Since my previous experience with pre-packed spinach and salads from the grocery store has been rifling through the bags looking for the one with the latest expiration date, in hopes they MIGHT last more than a few days in my fridge, and then they go bad anyway if we don't eat them in like two days; well, this organic spinach - NOT laden with some suspicious preservatives - was a wonderful surprise.
Then I thought the bin would be a great holder for the little toys the kiddos have strewn around upstairs, but Nichole pointed out that it is this magic plastic bin that makes the spinach last so well. She's asked the grocer, it is made of the plastic they use in Green bags, and inhibits the ethylene that makes food decay. (she said Sprouts has smaller versions of these containers, too. The veggies might seem expensive initially, but then you've got this great container for the fridge.) And lest you get really impressed that I knew HOW they worked, I'll confess I wrote oxygen first - but then I went here
Green Bags
to read all about Ethylene (the gas, NOT your great-grandfather's first girlfriend.)
And here is another site which Dani found - How to store fruits and vegetables

Well, now I'm going to use the bin in my drawer with other veggies; we'll see how well the celery or peppers will last in there.
And if it doesn't seem all that much of an improvement, it will instead go upstairs and store legos..... to make THEM last even longer than their million year lifespan.

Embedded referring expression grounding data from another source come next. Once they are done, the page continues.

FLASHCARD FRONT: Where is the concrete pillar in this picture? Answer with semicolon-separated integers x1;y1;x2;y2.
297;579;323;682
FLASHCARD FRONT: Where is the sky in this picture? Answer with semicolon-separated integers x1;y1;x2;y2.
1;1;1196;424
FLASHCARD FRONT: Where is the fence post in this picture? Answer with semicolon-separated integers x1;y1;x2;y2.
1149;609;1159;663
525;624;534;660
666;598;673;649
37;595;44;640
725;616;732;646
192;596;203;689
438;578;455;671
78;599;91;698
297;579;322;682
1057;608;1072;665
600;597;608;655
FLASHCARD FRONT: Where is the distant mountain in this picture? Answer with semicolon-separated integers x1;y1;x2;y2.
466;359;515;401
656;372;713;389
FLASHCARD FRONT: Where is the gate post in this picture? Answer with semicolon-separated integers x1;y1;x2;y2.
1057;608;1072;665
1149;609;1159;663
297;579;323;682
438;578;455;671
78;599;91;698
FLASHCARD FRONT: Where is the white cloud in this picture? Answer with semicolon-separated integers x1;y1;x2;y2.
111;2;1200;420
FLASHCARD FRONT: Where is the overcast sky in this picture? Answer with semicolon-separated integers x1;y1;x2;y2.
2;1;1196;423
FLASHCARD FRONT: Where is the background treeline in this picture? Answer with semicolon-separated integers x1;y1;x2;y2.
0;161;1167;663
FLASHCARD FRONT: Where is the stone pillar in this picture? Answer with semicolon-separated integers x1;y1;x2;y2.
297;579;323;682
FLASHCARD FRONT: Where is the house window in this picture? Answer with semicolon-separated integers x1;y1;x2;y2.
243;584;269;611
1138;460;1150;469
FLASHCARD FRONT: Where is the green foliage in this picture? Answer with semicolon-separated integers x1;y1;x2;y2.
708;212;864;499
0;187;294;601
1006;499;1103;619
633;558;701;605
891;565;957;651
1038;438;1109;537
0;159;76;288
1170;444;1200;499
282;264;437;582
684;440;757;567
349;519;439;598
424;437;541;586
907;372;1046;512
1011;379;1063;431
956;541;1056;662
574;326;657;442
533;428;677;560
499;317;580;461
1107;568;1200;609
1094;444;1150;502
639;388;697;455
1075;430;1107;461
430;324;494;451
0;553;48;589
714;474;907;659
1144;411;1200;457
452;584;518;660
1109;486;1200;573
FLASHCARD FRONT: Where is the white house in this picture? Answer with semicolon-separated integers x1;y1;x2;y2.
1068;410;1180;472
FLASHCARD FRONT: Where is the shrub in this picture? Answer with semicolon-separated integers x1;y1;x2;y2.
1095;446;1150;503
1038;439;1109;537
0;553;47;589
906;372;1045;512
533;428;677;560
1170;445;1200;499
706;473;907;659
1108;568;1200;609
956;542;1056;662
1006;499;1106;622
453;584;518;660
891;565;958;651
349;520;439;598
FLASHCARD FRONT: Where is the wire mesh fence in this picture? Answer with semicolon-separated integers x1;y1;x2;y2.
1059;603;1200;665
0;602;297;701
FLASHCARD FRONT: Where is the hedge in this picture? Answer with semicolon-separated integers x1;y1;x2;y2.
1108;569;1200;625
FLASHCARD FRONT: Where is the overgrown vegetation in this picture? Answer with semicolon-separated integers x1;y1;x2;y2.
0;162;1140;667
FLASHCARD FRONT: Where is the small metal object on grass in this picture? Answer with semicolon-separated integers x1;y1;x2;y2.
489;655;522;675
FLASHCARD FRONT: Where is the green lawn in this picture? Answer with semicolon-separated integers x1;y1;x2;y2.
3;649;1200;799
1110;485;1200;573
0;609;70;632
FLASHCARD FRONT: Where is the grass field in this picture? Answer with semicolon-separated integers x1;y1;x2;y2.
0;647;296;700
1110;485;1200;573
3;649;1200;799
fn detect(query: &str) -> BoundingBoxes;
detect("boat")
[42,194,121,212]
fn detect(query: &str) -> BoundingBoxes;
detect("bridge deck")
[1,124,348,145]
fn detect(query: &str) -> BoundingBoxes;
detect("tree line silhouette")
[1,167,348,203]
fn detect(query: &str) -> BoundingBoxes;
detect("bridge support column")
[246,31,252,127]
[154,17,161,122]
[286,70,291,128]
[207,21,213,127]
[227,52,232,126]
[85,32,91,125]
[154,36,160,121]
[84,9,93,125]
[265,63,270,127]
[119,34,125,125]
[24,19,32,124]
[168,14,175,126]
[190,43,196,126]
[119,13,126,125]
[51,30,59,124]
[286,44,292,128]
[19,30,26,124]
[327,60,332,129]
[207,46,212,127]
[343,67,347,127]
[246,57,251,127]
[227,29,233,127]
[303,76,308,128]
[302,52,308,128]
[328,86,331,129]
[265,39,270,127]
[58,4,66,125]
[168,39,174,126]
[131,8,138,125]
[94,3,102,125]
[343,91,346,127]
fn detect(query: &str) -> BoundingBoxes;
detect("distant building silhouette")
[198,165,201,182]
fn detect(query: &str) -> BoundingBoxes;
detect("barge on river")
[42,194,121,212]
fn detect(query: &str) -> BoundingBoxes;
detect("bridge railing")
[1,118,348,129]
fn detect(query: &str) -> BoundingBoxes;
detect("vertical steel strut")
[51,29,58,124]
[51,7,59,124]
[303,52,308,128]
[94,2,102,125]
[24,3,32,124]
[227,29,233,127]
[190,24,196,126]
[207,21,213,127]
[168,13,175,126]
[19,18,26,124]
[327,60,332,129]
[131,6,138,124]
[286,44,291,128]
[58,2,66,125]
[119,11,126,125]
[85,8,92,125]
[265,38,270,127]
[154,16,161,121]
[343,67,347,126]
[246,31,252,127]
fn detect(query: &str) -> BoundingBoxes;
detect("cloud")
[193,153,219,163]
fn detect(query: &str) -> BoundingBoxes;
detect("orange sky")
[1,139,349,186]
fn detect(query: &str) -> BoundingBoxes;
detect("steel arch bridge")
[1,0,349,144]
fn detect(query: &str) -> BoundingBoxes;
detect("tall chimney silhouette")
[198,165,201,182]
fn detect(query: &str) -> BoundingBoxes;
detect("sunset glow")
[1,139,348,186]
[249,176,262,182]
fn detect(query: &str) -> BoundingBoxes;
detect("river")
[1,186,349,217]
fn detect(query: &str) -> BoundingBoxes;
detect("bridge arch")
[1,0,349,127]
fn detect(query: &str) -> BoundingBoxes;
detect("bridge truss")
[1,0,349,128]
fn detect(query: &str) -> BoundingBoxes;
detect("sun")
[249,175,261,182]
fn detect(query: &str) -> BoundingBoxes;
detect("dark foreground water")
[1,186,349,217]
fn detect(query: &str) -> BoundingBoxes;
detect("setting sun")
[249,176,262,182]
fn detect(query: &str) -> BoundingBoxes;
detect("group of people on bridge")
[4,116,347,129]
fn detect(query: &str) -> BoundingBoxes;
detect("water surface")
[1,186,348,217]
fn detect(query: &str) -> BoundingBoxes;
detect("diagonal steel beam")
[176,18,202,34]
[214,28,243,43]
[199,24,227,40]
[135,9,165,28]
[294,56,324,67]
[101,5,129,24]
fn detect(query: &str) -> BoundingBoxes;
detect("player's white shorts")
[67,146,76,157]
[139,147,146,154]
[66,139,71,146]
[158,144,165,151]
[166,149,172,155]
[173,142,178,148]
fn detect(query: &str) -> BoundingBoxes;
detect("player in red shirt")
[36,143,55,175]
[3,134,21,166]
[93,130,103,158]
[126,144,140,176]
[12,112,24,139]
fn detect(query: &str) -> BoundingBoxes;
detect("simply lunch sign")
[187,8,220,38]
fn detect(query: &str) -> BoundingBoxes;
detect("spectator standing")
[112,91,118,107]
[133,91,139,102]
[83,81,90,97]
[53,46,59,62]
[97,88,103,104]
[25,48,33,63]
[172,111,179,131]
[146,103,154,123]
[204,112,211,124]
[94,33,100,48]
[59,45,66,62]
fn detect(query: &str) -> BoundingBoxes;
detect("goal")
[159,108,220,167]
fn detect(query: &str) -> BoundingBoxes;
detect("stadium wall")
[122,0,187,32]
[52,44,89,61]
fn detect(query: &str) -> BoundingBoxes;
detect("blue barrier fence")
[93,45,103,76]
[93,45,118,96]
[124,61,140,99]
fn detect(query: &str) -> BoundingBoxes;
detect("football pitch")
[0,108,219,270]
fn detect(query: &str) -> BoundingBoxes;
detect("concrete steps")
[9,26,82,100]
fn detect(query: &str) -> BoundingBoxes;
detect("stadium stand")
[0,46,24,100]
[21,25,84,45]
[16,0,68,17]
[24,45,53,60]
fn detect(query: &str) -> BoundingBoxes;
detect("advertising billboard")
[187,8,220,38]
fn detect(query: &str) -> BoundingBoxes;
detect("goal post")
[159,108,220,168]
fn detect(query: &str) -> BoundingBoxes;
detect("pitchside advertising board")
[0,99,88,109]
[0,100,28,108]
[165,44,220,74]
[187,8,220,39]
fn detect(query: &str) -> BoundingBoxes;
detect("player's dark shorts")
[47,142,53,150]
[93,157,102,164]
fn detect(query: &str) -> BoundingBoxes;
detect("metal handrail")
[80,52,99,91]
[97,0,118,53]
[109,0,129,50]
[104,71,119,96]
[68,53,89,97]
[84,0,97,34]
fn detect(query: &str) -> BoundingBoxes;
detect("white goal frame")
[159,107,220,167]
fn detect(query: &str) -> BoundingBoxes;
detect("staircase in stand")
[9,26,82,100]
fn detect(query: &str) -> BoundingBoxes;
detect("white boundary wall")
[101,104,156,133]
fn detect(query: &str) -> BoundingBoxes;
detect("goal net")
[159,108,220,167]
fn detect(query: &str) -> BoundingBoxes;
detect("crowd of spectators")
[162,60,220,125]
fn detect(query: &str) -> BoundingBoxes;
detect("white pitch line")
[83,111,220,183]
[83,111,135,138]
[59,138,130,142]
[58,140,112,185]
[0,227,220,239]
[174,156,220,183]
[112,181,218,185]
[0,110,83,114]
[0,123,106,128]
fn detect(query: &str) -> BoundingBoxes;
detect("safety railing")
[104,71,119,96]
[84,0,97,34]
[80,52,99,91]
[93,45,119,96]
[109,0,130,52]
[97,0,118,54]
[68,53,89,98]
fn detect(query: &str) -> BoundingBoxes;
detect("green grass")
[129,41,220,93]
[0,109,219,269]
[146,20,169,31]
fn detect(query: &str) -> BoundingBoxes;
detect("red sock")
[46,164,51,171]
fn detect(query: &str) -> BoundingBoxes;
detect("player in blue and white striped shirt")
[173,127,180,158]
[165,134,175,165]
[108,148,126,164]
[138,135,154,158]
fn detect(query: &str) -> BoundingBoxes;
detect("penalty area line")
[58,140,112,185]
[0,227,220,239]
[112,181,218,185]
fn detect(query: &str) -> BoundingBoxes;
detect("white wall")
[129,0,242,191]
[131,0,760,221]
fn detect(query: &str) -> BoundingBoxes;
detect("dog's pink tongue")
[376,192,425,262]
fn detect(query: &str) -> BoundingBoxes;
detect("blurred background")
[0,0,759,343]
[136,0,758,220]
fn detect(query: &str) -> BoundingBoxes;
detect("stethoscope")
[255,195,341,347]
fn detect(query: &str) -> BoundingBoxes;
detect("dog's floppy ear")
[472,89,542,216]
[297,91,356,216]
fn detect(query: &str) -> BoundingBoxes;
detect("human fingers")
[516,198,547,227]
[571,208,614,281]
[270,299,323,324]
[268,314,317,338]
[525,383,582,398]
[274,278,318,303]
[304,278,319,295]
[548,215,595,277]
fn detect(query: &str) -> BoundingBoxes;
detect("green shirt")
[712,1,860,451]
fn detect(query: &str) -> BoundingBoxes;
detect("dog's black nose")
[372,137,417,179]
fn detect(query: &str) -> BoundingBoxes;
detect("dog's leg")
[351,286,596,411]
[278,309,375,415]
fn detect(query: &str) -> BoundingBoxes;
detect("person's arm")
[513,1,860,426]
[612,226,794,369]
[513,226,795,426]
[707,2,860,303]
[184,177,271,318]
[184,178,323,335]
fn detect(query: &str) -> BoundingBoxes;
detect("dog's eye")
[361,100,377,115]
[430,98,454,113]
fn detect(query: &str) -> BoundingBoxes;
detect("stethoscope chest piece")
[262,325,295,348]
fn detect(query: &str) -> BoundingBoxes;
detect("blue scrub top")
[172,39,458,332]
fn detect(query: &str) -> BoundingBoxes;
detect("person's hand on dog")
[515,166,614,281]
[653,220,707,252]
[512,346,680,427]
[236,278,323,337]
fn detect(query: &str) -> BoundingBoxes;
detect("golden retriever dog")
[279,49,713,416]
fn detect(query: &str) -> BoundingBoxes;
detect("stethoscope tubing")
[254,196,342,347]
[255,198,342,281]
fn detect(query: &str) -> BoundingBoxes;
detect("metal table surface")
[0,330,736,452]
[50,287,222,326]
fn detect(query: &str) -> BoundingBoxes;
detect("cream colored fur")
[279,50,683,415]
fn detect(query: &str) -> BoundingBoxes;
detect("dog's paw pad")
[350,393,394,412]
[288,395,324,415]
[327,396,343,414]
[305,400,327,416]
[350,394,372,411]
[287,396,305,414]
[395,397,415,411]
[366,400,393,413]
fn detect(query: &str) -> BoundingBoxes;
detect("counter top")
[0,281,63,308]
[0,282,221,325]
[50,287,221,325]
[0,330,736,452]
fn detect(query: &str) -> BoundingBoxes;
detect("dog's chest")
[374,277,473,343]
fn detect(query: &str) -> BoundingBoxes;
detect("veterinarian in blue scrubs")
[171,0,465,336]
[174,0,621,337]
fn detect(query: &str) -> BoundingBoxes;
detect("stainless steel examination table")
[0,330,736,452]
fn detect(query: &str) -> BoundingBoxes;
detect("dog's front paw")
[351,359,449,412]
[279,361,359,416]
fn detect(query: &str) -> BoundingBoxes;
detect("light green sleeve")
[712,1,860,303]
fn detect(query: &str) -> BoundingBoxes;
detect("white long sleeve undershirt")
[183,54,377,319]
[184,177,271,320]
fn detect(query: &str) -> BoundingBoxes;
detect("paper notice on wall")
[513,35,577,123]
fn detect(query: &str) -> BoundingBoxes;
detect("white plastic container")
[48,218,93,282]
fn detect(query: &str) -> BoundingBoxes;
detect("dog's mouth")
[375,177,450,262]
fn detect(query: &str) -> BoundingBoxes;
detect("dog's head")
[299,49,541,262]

Wednesday, January 11, 2012

Love the Clouds!



My sister-in-law keeps posting the most beautiful sky photos from their house up in Nevada - Corey and Debi live near Lake Tahoe in one of our favorite valleys in the country! I'm always so jealous, since the common sky here is blue; Day after day, clear clear clear. Colorful sunsets are rare.

So when I headed out for my walk this morning and realized we had some real color up in our sky, I was SO glad I'd grabbed the phone/camera as I stepped out the door. I hurried around the corner to get a better view, aware that each step - each second - the rich purples, pinks and oranges were fading from the sunrise.

I met Nichole up on a corner and the first words out of her mouth were about the colorful sky, so I suggested we head further over to an open spot over the golf course that would afford a house-less view and a true vista.

I grabbed my phone to quickly snap a photo, but then realized I really don't have MY phone... my phone has cracks in the hinges and I've been using a similar phone we inherited from Jim's sister Linda last July. I am using it until I figure out if I want to get a new phone, but its differences vex me. And the camera, how do I operate the camera?! I'm hurrying, knowing that literally every second means the gorgeous colors are fading, and we can see that already.






Nichole is getting out her phone as well, and I'm fiddling with mine. I think I've finally done it and take a few pictures - here's the prettiest one. Not bad for unretouched out of a camera.







But we were interrupted by nearly falling down laughing when I took a look at my first shot. I'd been hurrying to snap the photo, trying to figure out even if there was a button to push, I thought I'd previously seen one over on the side of the phone. I find it and finally take aim at the changing sky and shoot.





And when I quickly brought up my first photo to see if it were even decent - well you can see why I nearly fell over laughing.









There's a reason this isn't a Photo Blog.